Despite ongoing economic hardship, a new study indicates that social cohesion in Ireland remains stronger than in Britain, Germany or France.
The survey by Germany's Bertelsmann Foundation ranked Ireland 11th on a list of 35 countries that was topped by Nordic countries, Australia and New Zealand.
While economic hardship can drive a society apart, the study noted smaller states such as Ireland, Switzerland and Austria demonstrate a more resilient sense of cohesion than larger neighbours. Using data collated over 25 years, the study attempts to quantify the levels of social cohesion, defined as the level of solidarity exhibited by people living and working in a geographical community.
The researchers studied data from 34 countries including 27 members of the EU – before Croatia’s accession – and seven other members of the Organisation for Economic Co-operation and Development. They found the strongest social cohesion in Denmark, Norway, Finland and Sweden. After Australia and New Zealand, Ireland belonged to the next-best group.

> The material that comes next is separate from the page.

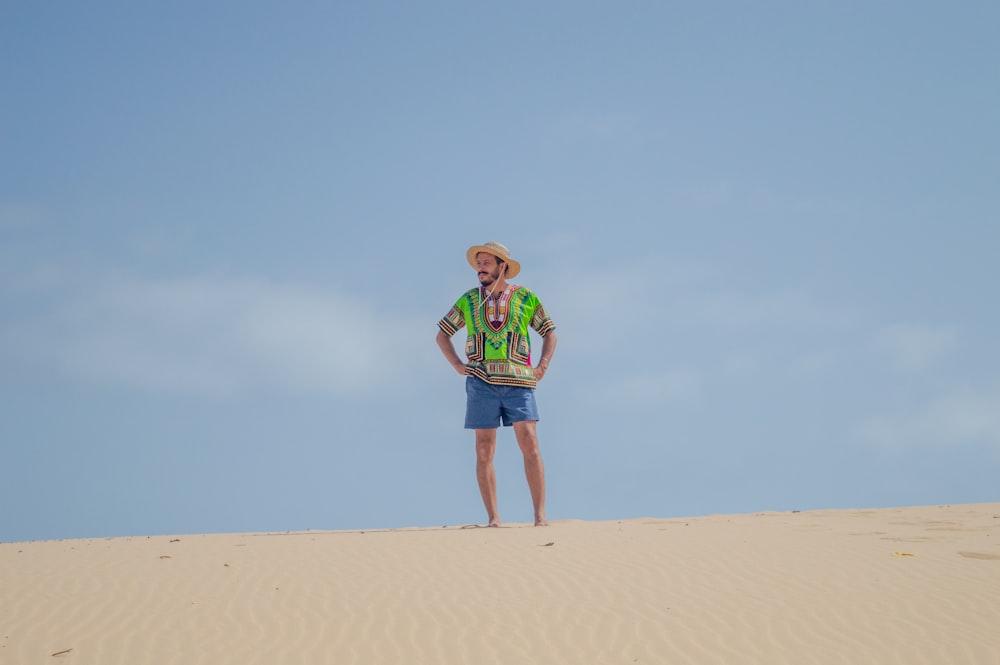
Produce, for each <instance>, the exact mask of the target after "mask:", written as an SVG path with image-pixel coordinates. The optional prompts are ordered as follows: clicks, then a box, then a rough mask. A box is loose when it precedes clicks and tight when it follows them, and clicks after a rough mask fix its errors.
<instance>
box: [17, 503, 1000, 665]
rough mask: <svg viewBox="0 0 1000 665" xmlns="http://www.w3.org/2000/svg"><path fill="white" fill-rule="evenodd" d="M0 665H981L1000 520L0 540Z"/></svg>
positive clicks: (731, 520) (410, 531) (976, 506)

The Irish showed top ratings in the sub-categories of solidarity, helpfulness and strength of social networks but only average ratings regarding overall fairness and civic participation.
Researchers noted one negative trend: declining trust in Irish institutions. Looking at the data going back 25 years, researchers suggest the idea of solidarity remains strong in Ireland while respect for social rules, having dipped in about 2008, is again on the rise.